Six months ago, I moved. Moved away from from the city I lived in all of my life. Moved to a new city, in a new country, with new people I didn’t know.
I am not even attempting to capture everything that has happened and everything that I have learned in those six moths. For most of the things I am probably not even aware of them yet myself. But one big thing I can begin to talk about: I live here now.
This might sound like something very obvious since I moved here, singed a rental contract, registered with the municipality, opened a bank account and am enrolled at the university … here. But on a less technical and more emotional level it is by no means this easy. It is not even really true to say „I live here now.“, at least not everyday. There are days when I want to leave. Days when I miss my old city and everything that is still there. Days when I want to go somewhere else completely. But there are more and more days when I feel like I actually live here. There was no distinct event which caused this feeling. It is a process. And it is definitely not finished, if it ever will be. However, in the past few weeks I noticed an accumulation of small things that make me say „I live here now.“.

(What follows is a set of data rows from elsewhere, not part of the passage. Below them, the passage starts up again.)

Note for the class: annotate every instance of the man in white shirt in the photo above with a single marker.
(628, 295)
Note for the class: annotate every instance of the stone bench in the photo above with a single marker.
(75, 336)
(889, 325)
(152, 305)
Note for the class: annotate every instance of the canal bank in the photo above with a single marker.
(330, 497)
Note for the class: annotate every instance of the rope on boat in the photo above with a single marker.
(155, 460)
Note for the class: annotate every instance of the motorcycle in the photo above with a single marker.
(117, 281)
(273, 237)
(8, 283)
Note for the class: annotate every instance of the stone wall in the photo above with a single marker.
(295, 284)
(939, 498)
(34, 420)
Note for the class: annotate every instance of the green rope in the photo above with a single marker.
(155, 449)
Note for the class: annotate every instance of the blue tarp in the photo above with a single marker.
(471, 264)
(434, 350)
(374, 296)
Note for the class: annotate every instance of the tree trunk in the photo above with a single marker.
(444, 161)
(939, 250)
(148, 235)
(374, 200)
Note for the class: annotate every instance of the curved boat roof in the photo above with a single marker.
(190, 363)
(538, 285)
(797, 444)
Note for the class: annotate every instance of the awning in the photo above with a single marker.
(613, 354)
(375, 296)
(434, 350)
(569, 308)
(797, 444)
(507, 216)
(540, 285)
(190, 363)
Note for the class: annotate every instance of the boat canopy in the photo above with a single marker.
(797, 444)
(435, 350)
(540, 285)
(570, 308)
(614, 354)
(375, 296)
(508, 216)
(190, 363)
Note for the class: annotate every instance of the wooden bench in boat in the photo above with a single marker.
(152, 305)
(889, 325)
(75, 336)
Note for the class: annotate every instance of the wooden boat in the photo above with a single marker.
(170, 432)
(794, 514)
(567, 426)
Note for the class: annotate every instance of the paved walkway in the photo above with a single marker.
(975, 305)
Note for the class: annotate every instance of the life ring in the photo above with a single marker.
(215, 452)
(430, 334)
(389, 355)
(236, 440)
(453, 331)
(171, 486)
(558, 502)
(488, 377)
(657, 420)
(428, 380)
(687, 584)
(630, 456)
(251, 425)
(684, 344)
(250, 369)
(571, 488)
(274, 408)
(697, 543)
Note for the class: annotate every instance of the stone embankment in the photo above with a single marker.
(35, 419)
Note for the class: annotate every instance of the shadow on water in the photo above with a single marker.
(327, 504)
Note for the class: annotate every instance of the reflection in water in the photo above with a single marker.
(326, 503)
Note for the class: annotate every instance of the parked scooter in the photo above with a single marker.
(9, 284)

Two weeks ago, one of my best friends came to visit me. I went to pick her up at the train station, showed her around the city and eventually, after three lovely days, brought her back to the train station and I stayed here. Already when I was on my way to pick her up, I had a special feeling. Living here felt really real. She was visiting me and even though she is clearly still a very important part of my life, there are many more things now that are also part of my life but not at all of her’s. That was new. When showing her the places I like and where I get delicious, cheap food I once again realized that I actually have lived here for quite some time even though it sometimes feels like only a couple of weeks ago that I came here. On my way back from the train station it again really hit me that I did not go with her because I live here now – and it felt nice.
There are more, maybe really small things that I have noticed. I am not as dependent on google maps anymore. I know the opening hours of the grocery stores that are close by. My social network is growing. I am doing normal free time things on my weekends. I am having more and more things in my life that are not university-related. And I am being annoyed by some things here. In short: life is feeling pretty normal and that’s a good thing.
To be honest, there are still days on which I am struggling. I did not think I would miss so many things. And I did not think it would take me six months to (begin to) feel like I live here now. But that’s how it is. Distance creates a new perspective and adopting to changes takes time. It is sometimes difficult and exhausting but it is also a way to grow, to get to know yourself and an opportunity for so many great things.
I am thankful for the ways my life has led me so far and I am excited about what is yet to come. And hey… I live here now.